With a lot of energy on every shift, Radulov offered once again a demonstration of his superb talent. In the second period, playing shorthanded, he broke up a play at the Remparts blue line, and jumped on the puck. He then got rid of one Voltigeurs defenseman with a great move before using the second one as a screen shooting between his legs and scoring. Simply said, it was a beauty. This goal aroused some whisperings on the press gallery. This play was then shown again and again by the television network RDS in the breaking news.

In the shootouts, the Remparts right winger gave the victory to his team being the only player to score. Cruising to the net, he made a tricky move before sending the puck behind Pier-Olivier Pelletier with a backhand shot.


“At times, Alexander may dominate the game,” stated Quebec Remparts head coach Patrick Roy after the game. “I do especially appreciate the fact that he is making great efforts to improve his collective game. His shifts on the ice are shorter now, hence he has more energy at the end of the games.”

En route to the NHL

The Oural born player is spending his second season in North America. He adapted pretty well to the North America game. When he arrived here, he spoke neither French nor English. He now gives interviews in English without the assistance of a translator and can also have conversations in the local language.

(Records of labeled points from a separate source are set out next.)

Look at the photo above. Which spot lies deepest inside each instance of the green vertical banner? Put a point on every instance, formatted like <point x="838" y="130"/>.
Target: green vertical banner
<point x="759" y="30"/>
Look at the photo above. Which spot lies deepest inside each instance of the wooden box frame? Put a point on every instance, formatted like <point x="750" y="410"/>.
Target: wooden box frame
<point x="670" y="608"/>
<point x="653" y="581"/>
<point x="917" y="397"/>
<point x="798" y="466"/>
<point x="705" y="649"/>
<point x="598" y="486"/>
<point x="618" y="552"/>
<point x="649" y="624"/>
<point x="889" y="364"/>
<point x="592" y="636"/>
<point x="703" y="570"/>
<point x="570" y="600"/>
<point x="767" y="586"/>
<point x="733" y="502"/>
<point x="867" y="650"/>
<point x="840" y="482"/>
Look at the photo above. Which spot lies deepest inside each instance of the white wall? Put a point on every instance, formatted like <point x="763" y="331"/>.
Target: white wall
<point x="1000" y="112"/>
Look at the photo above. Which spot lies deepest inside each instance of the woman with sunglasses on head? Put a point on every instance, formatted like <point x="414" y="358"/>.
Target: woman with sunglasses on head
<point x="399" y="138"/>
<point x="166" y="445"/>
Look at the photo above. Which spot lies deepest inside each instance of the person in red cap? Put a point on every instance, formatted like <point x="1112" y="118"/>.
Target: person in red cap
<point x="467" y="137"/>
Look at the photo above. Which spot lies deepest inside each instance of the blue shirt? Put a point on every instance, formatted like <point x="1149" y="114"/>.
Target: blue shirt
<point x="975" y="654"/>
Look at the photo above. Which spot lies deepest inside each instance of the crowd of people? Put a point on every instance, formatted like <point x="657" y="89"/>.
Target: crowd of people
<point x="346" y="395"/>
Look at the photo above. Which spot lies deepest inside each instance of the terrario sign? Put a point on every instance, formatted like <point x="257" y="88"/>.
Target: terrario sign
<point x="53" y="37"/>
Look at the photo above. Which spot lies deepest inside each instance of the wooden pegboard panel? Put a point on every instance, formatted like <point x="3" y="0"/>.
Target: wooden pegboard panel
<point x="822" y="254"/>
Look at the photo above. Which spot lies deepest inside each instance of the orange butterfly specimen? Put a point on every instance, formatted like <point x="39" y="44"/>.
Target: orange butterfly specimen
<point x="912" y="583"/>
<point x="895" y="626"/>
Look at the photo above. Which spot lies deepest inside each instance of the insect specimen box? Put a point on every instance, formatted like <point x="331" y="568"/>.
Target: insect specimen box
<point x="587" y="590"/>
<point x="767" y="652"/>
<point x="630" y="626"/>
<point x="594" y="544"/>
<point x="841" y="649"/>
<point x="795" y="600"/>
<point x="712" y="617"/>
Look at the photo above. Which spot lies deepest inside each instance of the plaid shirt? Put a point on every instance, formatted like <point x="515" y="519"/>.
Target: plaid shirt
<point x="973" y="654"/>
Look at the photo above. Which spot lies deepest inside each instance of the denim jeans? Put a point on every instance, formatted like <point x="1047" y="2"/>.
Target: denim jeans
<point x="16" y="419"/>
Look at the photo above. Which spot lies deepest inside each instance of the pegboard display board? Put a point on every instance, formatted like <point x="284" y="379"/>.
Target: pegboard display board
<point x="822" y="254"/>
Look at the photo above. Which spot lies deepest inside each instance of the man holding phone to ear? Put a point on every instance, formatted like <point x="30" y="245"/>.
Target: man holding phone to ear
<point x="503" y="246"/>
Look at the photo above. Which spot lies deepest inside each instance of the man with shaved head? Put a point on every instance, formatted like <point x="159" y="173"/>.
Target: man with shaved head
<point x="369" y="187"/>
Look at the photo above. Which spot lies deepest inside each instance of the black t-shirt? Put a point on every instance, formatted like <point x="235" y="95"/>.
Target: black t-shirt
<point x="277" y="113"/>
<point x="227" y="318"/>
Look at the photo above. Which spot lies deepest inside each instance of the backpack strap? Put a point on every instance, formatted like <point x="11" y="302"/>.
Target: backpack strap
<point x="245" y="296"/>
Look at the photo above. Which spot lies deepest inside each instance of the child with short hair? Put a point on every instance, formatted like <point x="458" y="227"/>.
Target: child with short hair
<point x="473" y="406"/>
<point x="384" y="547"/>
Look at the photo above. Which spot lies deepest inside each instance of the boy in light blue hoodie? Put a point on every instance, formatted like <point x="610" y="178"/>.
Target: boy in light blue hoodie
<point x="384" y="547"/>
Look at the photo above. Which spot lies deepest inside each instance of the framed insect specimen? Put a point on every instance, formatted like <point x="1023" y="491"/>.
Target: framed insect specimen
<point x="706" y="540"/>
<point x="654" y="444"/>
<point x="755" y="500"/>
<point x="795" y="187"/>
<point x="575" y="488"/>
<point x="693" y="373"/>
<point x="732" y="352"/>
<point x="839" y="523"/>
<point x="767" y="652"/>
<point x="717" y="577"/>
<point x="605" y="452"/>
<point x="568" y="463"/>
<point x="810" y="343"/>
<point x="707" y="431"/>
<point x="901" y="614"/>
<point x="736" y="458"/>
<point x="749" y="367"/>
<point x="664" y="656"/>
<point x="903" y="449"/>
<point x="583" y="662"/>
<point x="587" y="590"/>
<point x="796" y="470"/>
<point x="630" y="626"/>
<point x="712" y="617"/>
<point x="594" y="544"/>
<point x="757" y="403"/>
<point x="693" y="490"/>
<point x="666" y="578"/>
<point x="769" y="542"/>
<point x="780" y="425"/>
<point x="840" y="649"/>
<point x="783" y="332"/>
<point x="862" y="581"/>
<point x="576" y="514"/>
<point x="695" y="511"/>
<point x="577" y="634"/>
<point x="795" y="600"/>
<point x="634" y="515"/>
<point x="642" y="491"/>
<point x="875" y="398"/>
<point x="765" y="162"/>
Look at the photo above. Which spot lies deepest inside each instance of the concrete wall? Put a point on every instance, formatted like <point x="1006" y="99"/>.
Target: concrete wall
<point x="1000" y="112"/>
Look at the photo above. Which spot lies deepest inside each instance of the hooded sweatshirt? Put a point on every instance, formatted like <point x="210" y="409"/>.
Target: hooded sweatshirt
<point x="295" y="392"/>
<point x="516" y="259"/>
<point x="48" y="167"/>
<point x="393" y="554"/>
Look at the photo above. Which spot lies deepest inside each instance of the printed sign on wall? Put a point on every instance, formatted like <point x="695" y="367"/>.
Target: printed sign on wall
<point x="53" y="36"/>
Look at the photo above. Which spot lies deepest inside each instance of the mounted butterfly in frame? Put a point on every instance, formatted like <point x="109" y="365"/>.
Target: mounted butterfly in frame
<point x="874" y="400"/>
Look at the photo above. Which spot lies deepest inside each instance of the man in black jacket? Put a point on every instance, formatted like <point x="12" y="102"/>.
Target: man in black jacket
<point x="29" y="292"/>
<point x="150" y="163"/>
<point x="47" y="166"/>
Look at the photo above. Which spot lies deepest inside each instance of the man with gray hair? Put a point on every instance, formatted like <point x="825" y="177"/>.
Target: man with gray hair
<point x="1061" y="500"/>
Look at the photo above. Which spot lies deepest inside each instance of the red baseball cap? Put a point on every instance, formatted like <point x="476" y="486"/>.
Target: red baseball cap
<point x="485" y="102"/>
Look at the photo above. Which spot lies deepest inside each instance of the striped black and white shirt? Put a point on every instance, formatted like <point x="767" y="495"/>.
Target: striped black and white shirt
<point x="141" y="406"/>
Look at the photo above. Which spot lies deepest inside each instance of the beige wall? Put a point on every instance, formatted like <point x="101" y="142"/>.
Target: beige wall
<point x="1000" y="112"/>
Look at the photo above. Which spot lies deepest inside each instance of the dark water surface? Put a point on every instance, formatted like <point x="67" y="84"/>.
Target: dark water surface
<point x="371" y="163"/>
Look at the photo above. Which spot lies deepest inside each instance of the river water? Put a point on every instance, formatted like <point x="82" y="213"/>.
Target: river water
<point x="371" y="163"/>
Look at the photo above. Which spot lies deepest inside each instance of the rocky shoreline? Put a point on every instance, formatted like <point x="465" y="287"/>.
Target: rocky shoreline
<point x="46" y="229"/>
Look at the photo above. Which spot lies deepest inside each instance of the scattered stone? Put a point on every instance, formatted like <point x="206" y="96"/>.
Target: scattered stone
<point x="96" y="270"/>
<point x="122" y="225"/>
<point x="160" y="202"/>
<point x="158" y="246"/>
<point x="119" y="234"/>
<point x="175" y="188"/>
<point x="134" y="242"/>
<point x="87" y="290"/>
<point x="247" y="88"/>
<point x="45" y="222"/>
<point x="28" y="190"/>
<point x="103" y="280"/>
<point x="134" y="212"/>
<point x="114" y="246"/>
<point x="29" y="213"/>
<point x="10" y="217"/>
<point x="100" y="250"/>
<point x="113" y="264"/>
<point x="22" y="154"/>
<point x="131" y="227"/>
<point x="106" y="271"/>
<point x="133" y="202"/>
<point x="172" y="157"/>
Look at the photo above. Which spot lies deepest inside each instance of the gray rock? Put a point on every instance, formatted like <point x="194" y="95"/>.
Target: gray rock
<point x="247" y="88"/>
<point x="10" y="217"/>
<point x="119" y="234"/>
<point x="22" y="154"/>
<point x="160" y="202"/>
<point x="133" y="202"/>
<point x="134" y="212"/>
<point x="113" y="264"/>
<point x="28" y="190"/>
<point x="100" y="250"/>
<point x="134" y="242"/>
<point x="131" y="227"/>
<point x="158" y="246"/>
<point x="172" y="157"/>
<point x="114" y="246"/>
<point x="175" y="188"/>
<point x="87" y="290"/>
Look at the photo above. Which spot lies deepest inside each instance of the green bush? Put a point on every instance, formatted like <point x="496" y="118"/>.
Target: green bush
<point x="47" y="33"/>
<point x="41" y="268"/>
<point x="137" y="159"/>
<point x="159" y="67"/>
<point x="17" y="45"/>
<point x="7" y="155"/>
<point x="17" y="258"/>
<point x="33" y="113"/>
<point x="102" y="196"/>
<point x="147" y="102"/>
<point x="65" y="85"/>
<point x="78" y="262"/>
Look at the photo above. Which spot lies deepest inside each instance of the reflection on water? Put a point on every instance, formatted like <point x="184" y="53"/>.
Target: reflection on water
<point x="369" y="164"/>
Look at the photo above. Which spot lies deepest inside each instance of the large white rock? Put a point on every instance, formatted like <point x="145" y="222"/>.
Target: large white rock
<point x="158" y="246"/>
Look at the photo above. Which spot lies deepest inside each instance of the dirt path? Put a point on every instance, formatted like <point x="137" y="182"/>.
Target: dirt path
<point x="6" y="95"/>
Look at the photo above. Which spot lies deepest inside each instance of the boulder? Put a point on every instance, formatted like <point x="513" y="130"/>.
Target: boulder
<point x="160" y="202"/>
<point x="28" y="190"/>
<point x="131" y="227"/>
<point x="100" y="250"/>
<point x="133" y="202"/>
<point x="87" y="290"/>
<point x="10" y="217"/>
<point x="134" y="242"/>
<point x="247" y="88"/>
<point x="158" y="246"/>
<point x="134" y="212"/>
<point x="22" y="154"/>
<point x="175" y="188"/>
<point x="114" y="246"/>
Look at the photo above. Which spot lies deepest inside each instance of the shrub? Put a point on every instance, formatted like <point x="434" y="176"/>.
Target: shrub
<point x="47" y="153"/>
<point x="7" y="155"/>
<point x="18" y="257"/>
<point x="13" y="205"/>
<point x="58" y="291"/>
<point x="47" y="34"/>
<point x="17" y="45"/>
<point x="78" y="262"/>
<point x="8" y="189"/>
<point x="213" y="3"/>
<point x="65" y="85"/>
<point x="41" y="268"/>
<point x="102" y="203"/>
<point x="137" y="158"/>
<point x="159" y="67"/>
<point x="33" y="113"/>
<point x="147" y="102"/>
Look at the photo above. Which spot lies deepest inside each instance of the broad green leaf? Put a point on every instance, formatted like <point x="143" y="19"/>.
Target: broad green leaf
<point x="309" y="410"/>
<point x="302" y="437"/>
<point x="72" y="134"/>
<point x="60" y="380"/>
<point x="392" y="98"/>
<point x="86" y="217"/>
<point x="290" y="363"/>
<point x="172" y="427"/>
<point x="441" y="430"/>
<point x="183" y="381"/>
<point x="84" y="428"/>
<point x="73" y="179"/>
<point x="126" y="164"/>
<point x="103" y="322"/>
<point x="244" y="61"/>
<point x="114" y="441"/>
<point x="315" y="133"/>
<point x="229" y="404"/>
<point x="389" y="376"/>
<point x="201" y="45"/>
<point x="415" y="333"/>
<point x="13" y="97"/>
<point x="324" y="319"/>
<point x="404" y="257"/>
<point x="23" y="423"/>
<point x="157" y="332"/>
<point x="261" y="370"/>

“I’m very happy about the decision I have taken last year of playing in the CHL,” he commented to Hockey’s Future in Drummondville. “There is more body contact here on the ice, I do prefer this style of play than the one played in Russia.

“I’m also coached by the best ever NHL goaltender, it is like a dream for me.”

Last year, the 6’1 and 188-pound forward recorded 75 points (32 goals, 43 assists) in 65 games, ranking third among the QMJHL rookies. He was part of the Canada/Russia Challenge in November 2004 and played for Russia at the 2005 WJC in North Dakota, who won silver.

This was enough to earn him an invitation to the 2005 Nashville Predators pro camp. There, the 1986 born player was involved in one preseason game. He had an assist against the Columbus Blue Jackets. Radulov was sent on the ice for the shootouts and didn’t miss his chance.

“It was really great, I was very excited,” he commented with a lot of enthusiasm. “The guys are really fast and strong out there. The game is also played differently than in the CHL. The style is more defensively oriented in the NHL.”

Patrick Roy predicted a couple weeks ago that Radulov will play in the NHL next year.

“I feel that I did play well at the Nashville camp,” commented Radulov. “The coaches told me that they were happy. They said that if I keep working the way I did this year, I’ll be with them next year.”

So far this year, playing with Esposito, Radulov has accumulated 20 points (8 goals, 12 assists) in only 8 games. If he keeps this pace, he will become the best Russian born player ever in the QMJHL.

Esposito is very pleased to play on Radulov’s line. “He works very hard and deserves all the success he got,” commented Esposito to HF. “The game is moving constantly when he is on the ice, he has a great vision of the game and tries to reach me. I do like very playing with him much,” added the QMJHL leading scorer.

Radulov did receive three or four generous offers from Russian Super league teams during the 2005 offseason. He would have made a lot of money over there instead of pennies given in the CHL.

“I didn’t consider at all the option playing in the Super league this season,” stated Radulov. “I wanted to come back and play here. My future is in North America, my dream is to play in the NHL. If I had returned in Russia it would have been a step back from attaining my goal.”




Simon Richard is the author of La Serie du siecle, Septembre 1972, a book about the Summit Series published in 2002.